On BBC Radio 5 Live, I have occasionally caught a Saturday morning programme called Fighting Talk.

It’s a smart, jokey, sports-related quiz, involving a group of specialist pundits who are presented with questions, which I don’t understand. 

They then reply with answers that I don’t understand.  In fact, there’s little in this show I do understand.

You may fairly ask why on earth do I listen to it? 

I don’t really.  It’s one of those programmes you hear a snatch of as you’re flicking buttons on the car radio whilst stuck in a traffic jam.  And then you go back to it when you’ve exhausted the choice. 

The final round in Fighting Talk is ‘Defend the Indefensible’.  It’s a play-off between the two leading pundits doing battle to be that week’s champion.

Each of them is given an outrageous premise, which they have to defend. 

Off the top of my head, let me give you a couple of examples.  These are my own, I add hastily, I didn’t hear them on the programme:

“Hitler was basically misunderstood.”  Or: “Julian Assange is the perfect house guest.”

The pundits then argue the merits of their respective statements. 

They have to defend the indefensible.

This week we have had to witness unedifying displays of hypocrisy as we watched Members of the Government play ‘Defend the Indefensible’.

Possibly there were extenuating circumstances regarding Dominic Cummings’ curious decision to travel ‘oop North, that we are not privy to.  Who knows?

Nevertheless, his interpretation of the early Stay At Home lockdown rules was convenient to say the least. 

Also convenient, was that as the Prime Minister’s chief advisor, he presumably had a major hand in drafting the lockdown rules.  So he must be right when he says he has nothing to apologise for.

One can hardly argue with The Puppet Master?

As we listened to the likes of Michael Gove or Robert Jenrick or Grant Shaps or some other government mouthpiece defend the indefensible, one didn’t know whether to laugh or cry or just throw up, as each one looked straight into the camera and with weasel words and all the sincerity they could muster, defended the Dominic Cummings ill-judged family trip to Durham.
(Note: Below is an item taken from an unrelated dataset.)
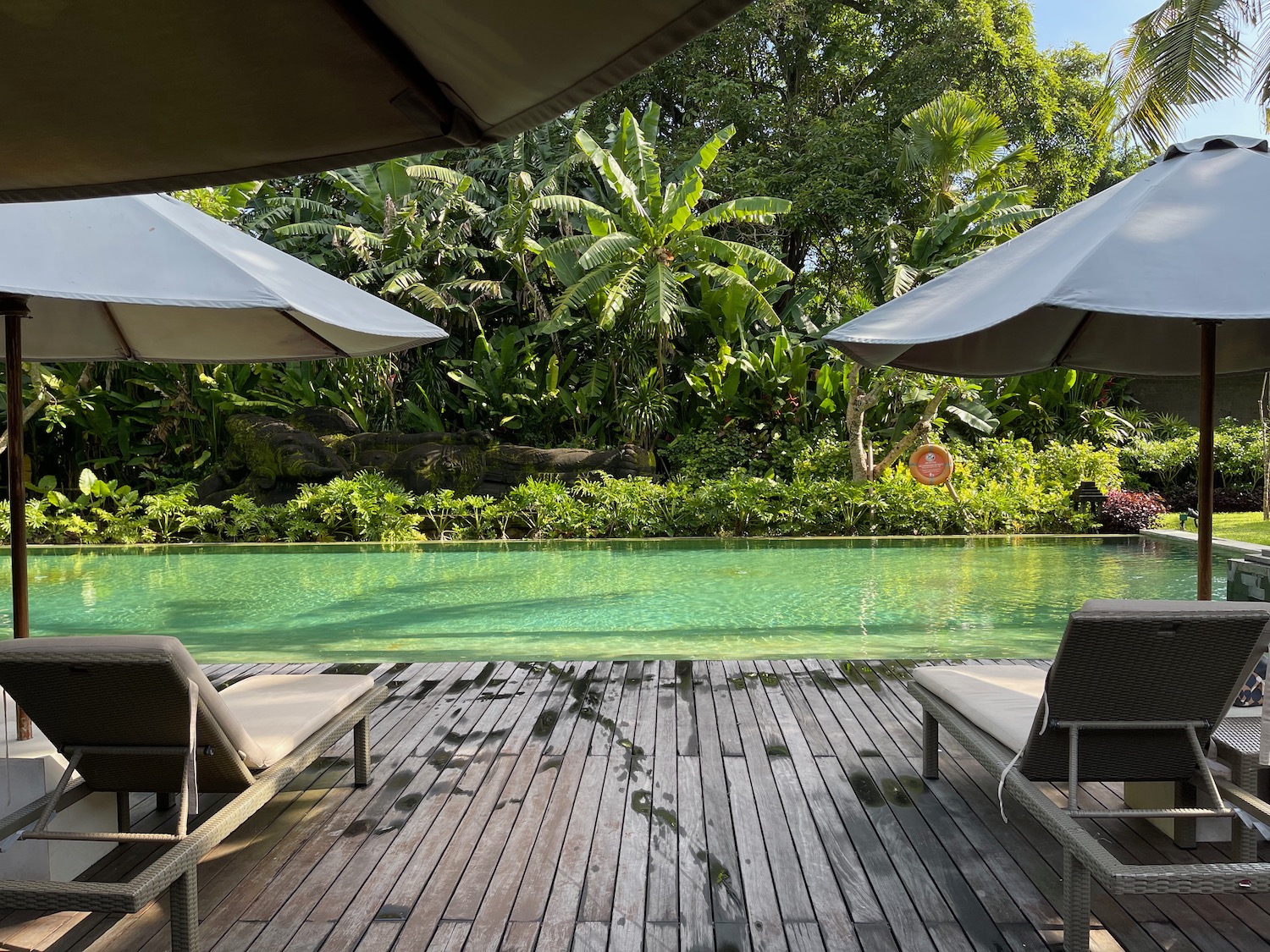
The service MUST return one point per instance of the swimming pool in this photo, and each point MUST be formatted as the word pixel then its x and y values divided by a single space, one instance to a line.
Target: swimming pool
pixel 665 598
It was a close-run contest.  Who would end up wearing the ‘Defend the Indefensible’ crown?  Messrs. Jenrick and Gove were easily the two front-runners.

The favourite would appear to be Robert Jenrick, the Secretary of State for Housing, Communities and Local Government. 
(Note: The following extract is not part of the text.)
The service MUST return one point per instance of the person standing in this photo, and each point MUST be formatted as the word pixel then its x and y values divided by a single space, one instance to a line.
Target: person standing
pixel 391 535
He was in excellent form, following his own bending of the lockdown rules a few weeks ago.

If you remember, it was Mr. Jenrick, who flouted lockdown rules when he travelled from his ‘second home’ in London and drove 150 miles to his ’primary home’ in Herefordshire to be with his family.  

A bit rich when you’ve been on television in a ministerial capacity, urging the public to save lives by remaining in their properties even if tempted to see loved ones.

A bit richer still, to claim that his Herefordshire property is his primary home when his three children go to school in London and his wife works at Canary Wharf. 

Mr Jenrick is still in office, he didn’t have to resign.  Who better to argue the case for Mr. Cummings.

Mr. Gove made a platitudinous fist of defending Svengali’s Durham trip, coming out with:

 “What’s clear is that he didn’t break the law…” Really?

“He didn’t break the rules…” Hmm!

“He sought to protect his family…” Bless Dom.  He’s a saint.

Gove was a bit lame one has to say, it was all over bar the shouting.  Surely, Jenrick had the Defend the Indefensible title in his grasp?

But no.  Mr. Gove came up on the inside with an outrageous, unbelievable defense of the ‘sight-testing’ 60 mile round (birthday) trip to Barnard Castle.

This classic Michael Gove drivel truly took one’s breath away.  A sycophantic masterstroke, typical of the man, handed Mr Gove the ‘Defend the Indefensible’ title.

There was, happily, a consolation prize for Mr. Jenrick:

The Runner’s-Up Brass Neck Award.

But perhaps Robert Jenrick, in true toady fashion, should consider passing his award to someone more worthy?

When the Prime Minister pronounces that the Dominic Cummings matter is now closed, he has ‘drawn a line under it’,  nobody is showing more brass neck than he.

You may have drawn a line under it, Mr. Johnson – but have we?